To reproduce that behavior, our algorithm does not learn like traditional AI, but instead discovers: its body, its environment, its limits, its world. It does not learn physic laws, it gets an intuition of how they work by playing with them. It does not learn to solve problems, it gets an intuition of how to solve them by playing with their components.

All of this is possible thanks to the intrinsic reward we developed inspired by the Free Energy Principle of Karl Friston, and the Learning Progress Hypothesis of Pierre-Yves Oudeyer. With this reward, there is no need to define a task reward from the outside to drive an agent's learning, but instead the agent will learn to solve the problem based on the intrinsic reward it finds in acquiring knowledge.

Finally, with this approach, our algorithm is able to learn "on the fly" how to control its body, how to solve problems, and how to reason, without needing costly pre-training processes, or any efforts to collect huge amounts of data. It just needs its body and its environment, and the Discovery Learning makes the rest.

Models

Once we have lay out the pieces of the puzzle (i.e. an Embodiment, and a Discovery Learning mechanism), it is clear that the traditional unit of computation used by most machine learning algorithms is not enough. The neuron used in the Artificial Neural Networks is ill suited to develop an embodied algorithm that learns locally and continuously. Hence, we needed to develop our own patent-pending computational unit, that we called Cortical Computational Unit (CCU).

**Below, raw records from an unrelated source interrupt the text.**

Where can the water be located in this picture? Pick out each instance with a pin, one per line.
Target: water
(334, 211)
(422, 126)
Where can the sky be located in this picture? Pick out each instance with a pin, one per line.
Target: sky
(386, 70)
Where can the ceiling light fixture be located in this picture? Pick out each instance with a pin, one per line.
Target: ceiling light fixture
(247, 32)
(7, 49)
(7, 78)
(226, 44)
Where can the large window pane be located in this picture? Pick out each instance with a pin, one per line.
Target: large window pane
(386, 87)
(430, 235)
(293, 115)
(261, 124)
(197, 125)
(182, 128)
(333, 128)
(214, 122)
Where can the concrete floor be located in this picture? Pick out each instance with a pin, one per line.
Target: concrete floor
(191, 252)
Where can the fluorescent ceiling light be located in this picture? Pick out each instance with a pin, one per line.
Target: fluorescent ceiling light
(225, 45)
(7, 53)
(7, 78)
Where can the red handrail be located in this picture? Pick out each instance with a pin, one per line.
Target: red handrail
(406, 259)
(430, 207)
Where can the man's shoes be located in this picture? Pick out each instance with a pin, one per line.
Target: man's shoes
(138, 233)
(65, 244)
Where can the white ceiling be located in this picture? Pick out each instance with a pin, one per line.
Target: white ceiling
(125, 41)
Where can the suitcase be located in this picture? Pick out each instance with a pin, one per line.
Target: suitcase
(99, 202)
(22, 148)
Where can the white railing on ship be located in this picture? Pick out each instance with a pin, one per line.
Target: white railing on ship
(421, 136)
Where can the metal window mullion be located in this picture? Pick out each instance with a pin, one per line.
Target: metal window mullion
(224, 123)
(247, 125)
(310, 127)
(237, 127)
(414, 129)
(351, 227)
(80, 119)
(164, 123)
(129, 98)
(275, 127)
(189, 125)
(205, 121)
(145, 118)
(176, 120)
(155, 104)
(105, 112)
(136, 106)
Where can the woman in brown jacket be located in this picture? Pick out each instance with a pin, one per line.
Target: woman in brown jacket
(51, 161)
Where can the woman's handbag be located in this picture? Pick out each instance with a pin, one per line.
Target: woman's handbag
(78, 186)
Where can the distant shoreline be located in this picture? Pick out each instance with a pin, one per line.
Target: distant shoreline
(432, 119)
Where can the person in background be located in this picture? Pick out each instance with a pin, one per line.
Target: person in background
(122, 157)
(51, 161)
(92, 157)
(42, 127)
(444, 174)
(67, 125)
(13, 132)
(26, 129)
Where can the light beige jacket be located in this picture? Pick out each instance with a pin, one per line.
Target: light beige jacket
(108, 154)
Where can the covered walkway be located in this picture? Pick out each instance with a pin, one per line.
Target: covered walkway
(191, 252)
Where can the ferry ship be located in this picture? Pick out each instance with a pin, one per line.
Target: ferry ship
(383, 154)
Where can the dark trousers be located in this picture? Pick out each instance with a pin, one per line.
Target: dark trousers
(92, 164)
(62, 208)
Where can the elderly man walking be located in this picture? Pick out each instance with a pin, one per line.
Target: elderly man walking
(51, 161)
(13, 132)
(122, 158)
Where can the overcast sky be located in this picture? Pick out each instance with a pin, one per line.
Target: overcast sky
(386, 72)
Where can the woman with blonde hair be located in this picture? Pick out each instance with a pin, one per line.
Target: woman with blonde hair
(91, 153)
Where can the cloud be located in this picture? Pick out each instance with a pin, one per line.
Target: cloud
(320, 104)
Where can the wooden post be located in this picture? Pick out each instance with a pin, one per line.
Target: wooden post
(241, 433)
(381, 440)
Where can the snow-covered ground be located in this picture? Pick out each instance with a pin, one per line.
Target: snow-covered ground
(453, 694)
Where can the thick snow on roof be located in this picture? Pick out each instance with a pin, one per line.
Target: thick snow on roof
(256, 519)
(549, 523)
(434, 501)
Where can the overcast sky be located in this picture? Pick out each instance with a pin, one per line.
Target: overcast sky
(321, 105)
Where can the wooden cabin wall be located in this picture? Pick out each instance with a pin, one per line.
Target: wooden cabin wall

This CCU is inspired by the definition of a cortical column in the Thousand Brains Theory of Jeff Hawkins, and as such it has connections in three key directions: down, to CCUs from the immediate lower level of the architecture; up, to the CCUs from the immediate higher level of the architecture; and lateral, to all the CCUs in its same level of the architecture.

With this unit, we can stack layers of CCUs, from the bottom layer that connects with the embodiment and process the most urgent, quick reaction inputs, to the top layer that process the reasoning and long term planning. These layers are organised in a stack where the input and output are at the bottom, allowing this bottom layer to be already capable of executing basic reactive agent policies. The goal of the upper layers is then to give depth to these policies, allowing for the creation of abstractions, the disregard of some inputs, the focus on others, etc... This in turn facilitates stability and avoids catastrophic forgetting by storing more general information in the upper levels of the stack.

A key fact here is that our algorithm creates new CCUs, and with them new layers, when needed. This allows for a dynamic development of the stack that better fits the specific body the algorithm is controlling. Hence allowing us to control any kind of body with the same algorithm, that will build a body-specific model by playing with the body and its environment.

Finally, a careful integration of the Discovery Learning mechanism into this architecture allows for the development of our Embodied Discovery Models, the next step in the road to Artificial General Intelligence.